Siaran televisi memang pontensial untuk membentuk masyarakat menjadi baik atau buruk. Apa yang dilakukan oleh KPI itu upaya untuk membuat masyarakat tetap normal dan menjadi lebih baik. Untuk itu KPI juga harus mendorong acara-acara yang memberi penyadaran kepada masyarakat. Upaya menyembuhkan kaum banci dan LGBT sebenarnya sudah sering disampaikan dalam tayangan-tayangan televisi, sinetron religius. Dalam beberapa sinetron, di mana Aming dan Ivan Gunawan berperan sebagai sosok banci, biasanya dalam alur ceritanya ia selalu diingatkan statusnya oleh orang-orang tercinta dan pemuka agama bahwa dirinya adalah seorang laki-laki dan apa yang dialami itu bisa disembuhkan. Happy ending-nya, banci itu kembali hidup normal.

 

Upaya meredam terhadap gerakan Lesbi Gay Biseksual dan Transgender (LGBT) rupanya didukung oleh berbagai pihak. Selain organisasi agama dan masyarakat, Komisi Penyiaran Indonesia (KPI) juga mengambil langkah agar gerakan kelompok itu tidak menular kepada masyarakat khususnya generasi muda. Untuk mencegah agar LGBT tidak menular membuat KPI menginginkan masalah itu dimasukkan dalam revisi UU Penyiaran.

Dikatakan oleh salah seorang koordinator KPI, lembaga itu sebenarnya sejak dua tahun yang lalu sudah memperhatikan soal kebanci-bancian dalam siaran televisi. Sejak beberapa tahun yang lalu memang banyak acara tv yang di-presenter-i oleh presenter yang kebanci-bancian. Mereka laki-laki namun gayanya gemulai bak seorang perempuan. Hal demikian dikeluhkan oleh orangtua dan guru sebab gaya presenter itu menjadi trend dan ditiru oleh generasi muda dengan anggapan bahwa gaya kebanci-bancian sangat lumrah. Untuk itulah maka KPI mengeluarkan surat edaran melarang tayangan dengan unsur kebanci-bancian. KPI melarang kebanci-bancian dalam variety show dan siaran lainnya sebab gaya itu bisa mempengaruhi perilaku dan pola pikir generasi muda yang jumlahnya mencapai 80 juta jiwa.

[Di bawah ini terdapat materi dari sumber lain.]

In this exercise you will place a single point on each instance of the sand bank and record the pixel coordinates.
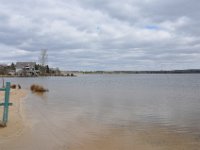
(15, 123)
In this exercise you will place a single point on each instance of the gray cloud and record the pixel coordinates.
(102, 35)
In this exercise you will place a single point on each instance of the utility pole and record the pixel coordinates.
(43, 60)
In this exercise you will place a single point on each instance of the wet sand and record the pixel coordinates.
(16, 121)
(148, 139)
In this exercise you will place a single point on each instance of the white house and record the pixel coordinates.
(26, 69)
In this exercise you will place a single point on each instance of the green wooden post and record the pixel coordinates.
(6, 103)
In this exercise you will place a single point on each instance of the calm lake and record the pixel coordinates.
(83, 109)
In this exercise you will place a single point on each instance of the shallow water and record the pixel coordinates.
(81, 111)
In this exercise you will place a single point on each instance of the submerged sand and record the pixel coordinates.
(147, 139)
(88, 136)
(15, 123)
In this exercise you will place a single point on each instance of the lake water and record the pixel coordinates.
(82, 109)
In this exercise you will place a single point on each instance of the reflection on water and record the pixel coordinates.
(95, 106)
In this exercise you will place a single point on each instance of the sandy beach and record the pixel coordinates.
(15, 123)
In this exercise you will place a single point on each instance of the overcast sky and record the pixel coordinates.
(102, 34)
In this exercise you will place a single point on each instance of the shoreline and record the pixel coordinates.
(16, 122)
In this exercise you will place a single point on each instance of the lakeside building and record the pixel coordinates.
(26, 69)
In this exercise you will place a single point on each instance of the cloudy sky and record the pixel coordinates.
(102, 34)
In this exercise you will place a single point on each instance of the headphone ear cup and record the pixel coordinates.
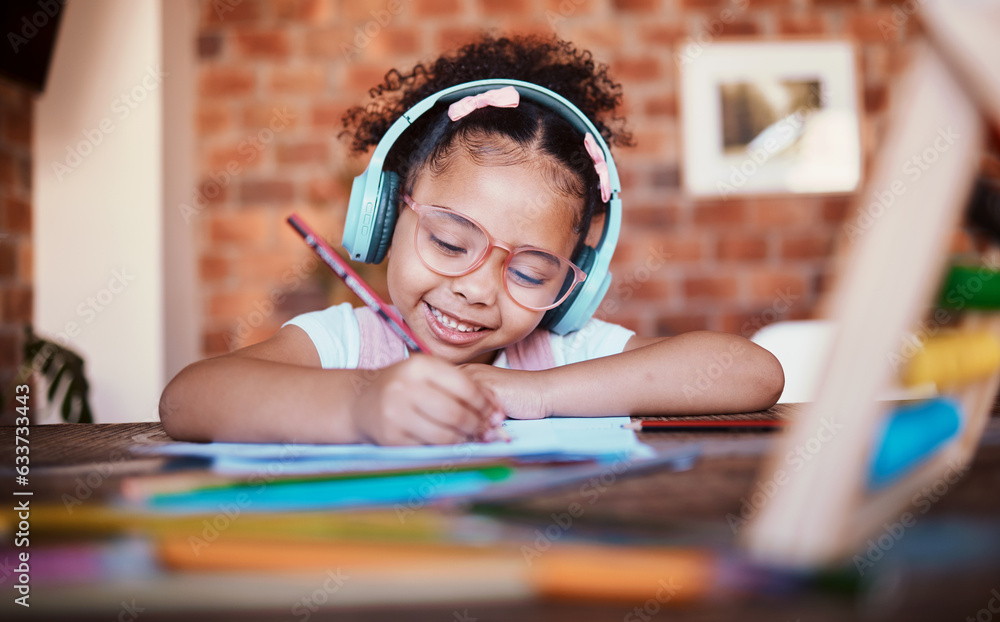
(385, 216)
(585, 261)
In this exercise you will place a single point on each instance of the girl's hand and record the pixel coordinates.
(423, 401)
(520, 394)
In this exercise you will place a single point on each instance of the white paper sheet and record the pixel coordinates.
(561, 438)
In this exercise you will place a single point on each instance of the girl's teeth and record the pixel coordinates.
(450, 323)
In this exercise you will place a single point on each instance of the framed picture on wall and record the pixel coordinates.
(770, 118)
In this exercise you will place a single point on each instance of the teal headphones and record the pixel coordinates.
(374, 203)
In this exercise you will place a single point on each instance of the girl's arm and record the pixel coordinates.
(276, 391)
(693, 373)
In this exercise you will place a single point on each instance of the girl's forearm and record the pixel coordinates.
(242, 399)
(693, 373)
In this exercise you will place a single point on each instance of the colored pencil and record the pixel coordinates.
(357, 284)
(365, 292)
(713, 425)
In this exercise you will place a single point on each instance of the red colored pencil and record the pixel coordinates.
(703, 425)
(354, 281)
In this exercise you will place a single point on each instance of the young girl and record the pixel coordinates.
(496, 193)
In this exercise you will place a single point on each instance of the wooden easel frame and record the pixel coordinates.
(823, 511)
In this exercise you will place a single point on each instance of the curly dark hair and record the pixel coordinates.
(529, 129)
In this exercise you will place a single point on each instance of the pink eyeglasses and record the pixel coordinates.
(453, 245)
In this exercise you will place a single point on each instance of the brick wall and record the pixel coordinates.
(275, 78)
(16, 106)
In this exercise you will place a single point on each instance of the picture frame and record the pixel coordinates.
(774, 117)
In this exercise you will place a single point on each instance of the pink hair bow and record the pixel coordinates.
(506, 97)
(599, 165)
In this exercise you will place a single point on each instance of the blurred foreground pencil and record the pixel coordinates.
(713, 425)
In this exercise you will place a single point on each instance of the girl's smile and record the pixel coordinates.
(466, 318)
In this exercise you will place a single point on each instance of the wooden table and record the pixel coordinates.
(943, 567)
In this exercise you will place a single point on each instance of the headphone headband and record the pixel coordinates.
(369, 224)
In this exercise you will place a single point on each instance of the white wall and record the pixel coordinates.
(181, 328)
(99, 201)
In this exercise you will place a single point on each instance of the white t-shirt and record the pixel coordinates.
(335, 333)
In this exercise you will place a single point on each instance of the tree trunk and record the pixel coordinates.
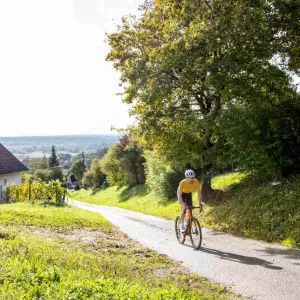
(207, 193)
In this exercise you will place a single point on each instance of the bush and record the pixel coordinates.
(94, 177)
(124, 163)
(43, 174)
(162, 179)
(37, 190)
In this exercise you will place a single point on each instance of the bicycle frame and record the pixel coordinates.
(189, 215)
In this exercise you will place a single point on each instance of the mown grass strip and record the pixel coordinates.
(49, 215)
(110, 266)
(265, 212)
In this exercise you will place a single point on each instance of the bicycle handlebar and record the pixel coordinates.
(193, 207)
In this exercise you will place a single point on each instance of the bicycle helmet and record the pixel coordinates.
(189, 174)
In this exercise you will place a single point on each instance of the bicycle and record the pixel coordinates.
(193, 228)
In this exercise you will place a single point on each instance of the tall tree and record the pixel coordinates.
(184, 62)
(78, 168)
(53, 161)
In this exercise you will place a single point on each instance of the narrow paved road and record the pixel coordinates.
(251, 268)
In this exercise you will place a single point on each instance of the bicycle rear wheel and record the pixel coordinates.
(179, 235)
(196, 233)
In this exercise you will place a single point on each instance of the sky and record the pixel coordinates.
(54, 79)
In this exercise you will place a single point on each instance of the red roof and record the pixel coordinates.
(9, 163)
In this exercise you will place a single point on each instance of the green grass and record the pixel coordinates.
(44, 215)
(265, 212)
(39, 260)
(138, 198)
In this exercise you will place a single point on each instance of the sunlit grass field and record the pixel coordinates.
(50, 252)
(265, 212)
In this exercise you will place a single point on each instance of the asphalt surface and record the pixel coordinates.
(252, 268)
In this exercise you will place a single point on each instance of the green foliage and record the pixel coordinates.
(124, 164)
(94, 177)
(37, 164)
(57, 263)
(35, 191)
(162, 179)
(263, 212)
(53, 160)
(45, 215)
(111, 166)
(270, 213)
(78, 169)
(56, 173)
(187, 66)
(44, 175)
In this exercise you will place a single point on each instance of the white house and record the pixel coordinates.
(10, 169)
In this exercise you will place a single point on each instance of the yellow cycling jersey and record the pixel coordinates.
(187, 187)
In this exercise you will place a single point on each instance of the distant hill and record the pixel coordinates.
(41, 145)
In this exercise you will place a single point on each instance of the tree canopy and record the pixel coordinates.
(191, 70)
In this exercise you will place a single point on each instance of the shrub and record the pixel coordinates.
(94, 177)
(162, 179)
(37, 190)
(43, 174)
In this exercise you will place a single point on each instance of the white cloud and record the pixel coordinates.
(53, 74)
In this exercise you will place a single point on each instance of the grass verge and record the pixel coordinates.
(86, 260)
(265, 212)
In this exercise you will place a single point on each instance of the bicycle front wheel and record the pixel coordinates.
(196, 233)
(180, 236)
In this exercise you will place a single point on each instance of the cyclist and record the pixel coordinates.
(184, 193)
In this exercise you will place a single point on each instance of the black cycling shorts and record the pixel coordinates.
(187, 199)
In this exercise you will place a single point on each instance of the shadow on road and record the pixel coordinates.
(248, 260)
(287, 253)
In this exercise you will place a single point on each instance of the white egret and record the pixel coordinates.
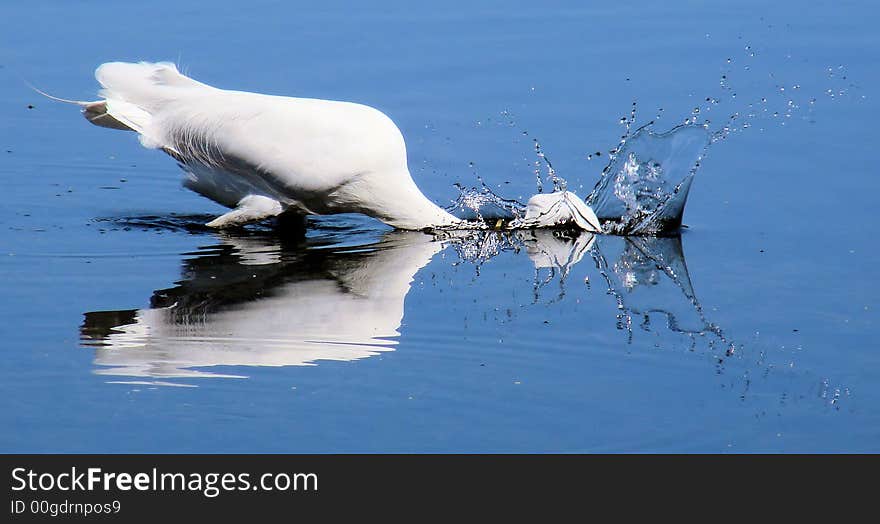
(264, 155)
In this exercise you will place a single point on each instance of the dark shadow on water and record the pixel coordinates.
(256, 298)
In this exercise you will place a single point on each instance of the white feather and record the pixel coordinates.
(308, 155)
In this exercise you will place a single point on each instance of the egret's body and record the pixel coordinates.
(266, 155)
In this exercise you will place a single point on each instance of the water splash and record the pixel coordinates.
(644, 187)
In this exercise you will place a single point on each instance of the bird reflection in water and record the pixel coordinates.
(251, 301)
(255, 300)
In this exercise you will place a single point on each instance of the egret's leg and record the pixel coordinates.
(251, 208)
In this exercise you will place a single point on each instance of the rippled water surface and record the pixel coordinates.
(128, 326)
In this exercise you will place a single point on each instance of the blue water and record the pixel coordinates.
(755, 331)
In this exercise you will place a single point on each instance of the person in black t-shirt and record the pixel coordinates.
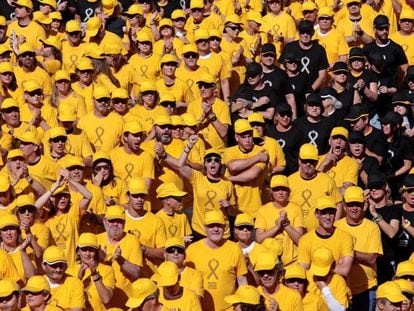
(312, 55)
(275, 77)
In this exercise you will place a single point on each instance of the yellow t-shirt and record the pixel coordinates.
(104, 133)
(367, 237)
(220, 268)
(266, 219)
(305, 193)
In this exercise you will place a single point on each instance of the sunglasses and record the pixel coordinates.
(27, 209)
(173, 249)
(102, 167)
(213, 159)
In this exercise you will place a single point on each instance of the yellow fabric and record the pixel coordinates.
(367, 237)
(305, 193)
(220, 268)
(266, 219)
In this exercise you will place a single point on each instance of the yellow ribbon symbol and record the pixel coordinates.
(211, 195)
(213, 265)
(172, 229)
(99, 131)
(129, 168)
(306, 195)
(144, 69)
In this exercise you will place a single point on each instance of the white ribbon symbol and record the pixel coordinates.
(305, 63)
(313, 135)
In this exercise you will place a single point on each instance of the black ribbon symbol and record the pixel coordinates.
(213, 264)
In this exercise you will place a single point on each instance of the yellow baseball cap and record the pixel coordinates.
(325, 202)
(57, 131)
(141, 289)
(354, 194)
(36, 284)
(405, 268)
(244, 294)
(73, 26)
(30, 137)
(169, 189)
(92, 26)
(115, 212)
(308, 152)
(84, 64)
(244, 219)
(167, 274)
(295, 271)
(53, 254)
(9, 103)
(175, 241)
(266, 260)
(9, 220)
(137, 185)
(8, 287)
(321, 262)
(390, 291)
(15, 153)
(279, 181)
(340, 131)
(148, 85)
(88, 240)
(25, 200)
(242, 126)
(214, 217)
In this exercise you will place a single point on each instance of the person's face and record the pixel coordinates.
(215, 232)
(11, 116)
(163, 133)
(175, 254)
(296, 284)
(9, 235)
(55, 271)
(326, 218)
(136, 201)
(244, 233)
(245, 141)
(114, 228)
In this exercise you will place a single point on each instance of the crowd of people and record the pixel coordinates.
(206, 155)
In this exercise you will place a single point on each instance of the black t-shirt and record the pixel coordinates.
(290, 142)
(392, 53)
(311, 61)
(316, 133)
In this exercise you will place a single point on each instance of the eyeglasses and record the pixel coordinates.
(213, 159)
(27, 209)
(59, 139)
(173, 249)
(245, 227)
(102, 167)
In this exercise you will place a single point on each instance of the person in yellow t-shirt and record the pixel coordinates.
(281, 220)
(362, 278)
(67, 292)
(308, 184)
(175, 222)
(246, 163)
(277, 296)
(103, 127)
(146, 226)
(98, 278)
(339, 242)
(212, 113)
(222, 264)
(295, 278)
(172, 295)
(337, 163)
(189, 277)
(122, 251)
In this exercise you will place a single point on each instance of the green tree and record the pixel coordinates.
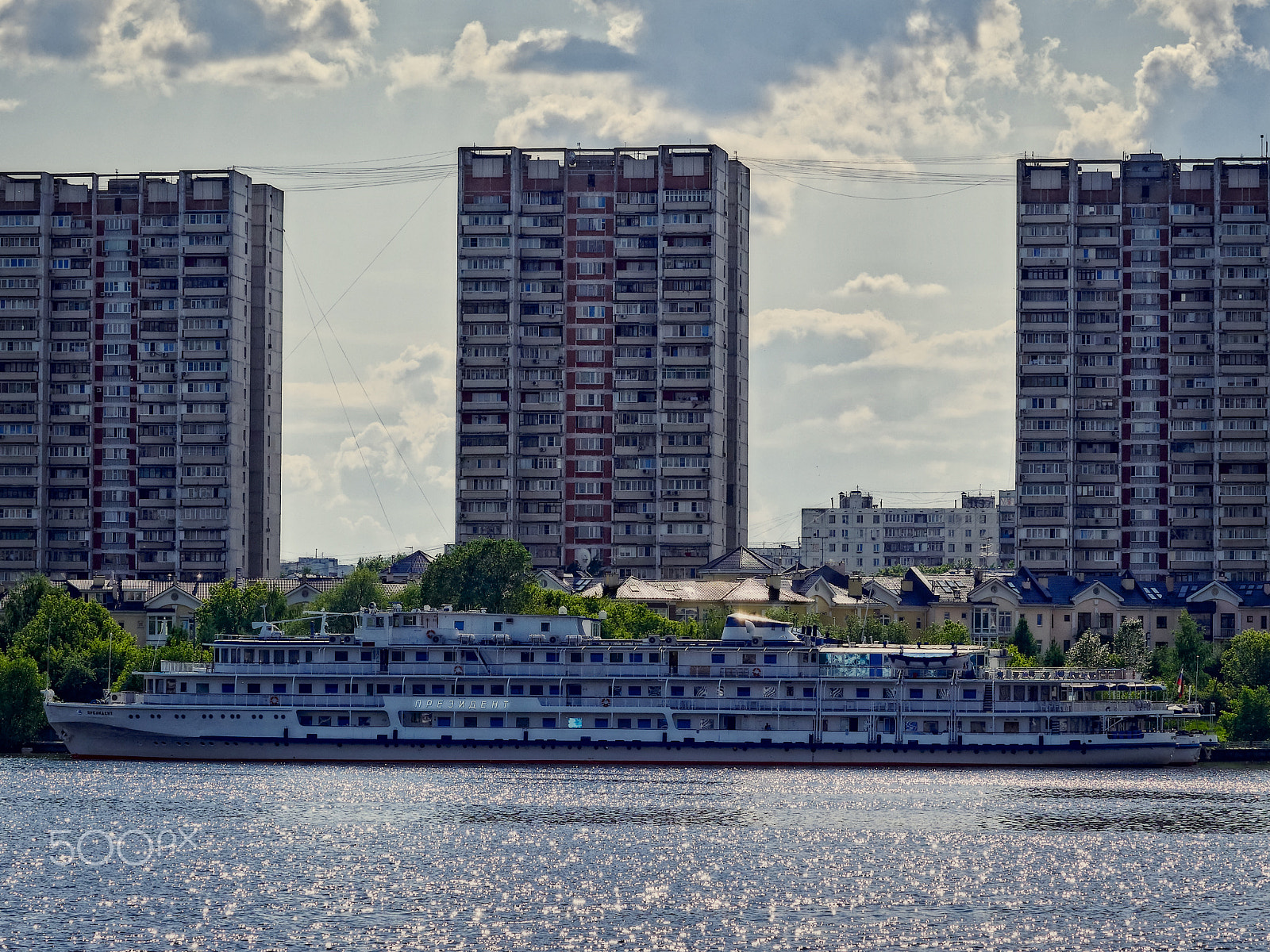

Kebanci-bancian muncul dalam televisi sebenarnya sudah ada sejak tahun 1980 dan 1990-an. Bila kita melihat siaran TVRI, selanjutnya tayang di televisi swasta lainnya, dalam program lawakan Srimulat, kita pasti akan melihat sosok Tessy. Tessy merupakan salah satu di antara puluhan pelawak Srimulat yang mampu mengundang tawa dari para penonton saat pentas. Di antara puluhan pelawak itu, Tessy mempunyai gaya tersendiri yakni sebagai banci.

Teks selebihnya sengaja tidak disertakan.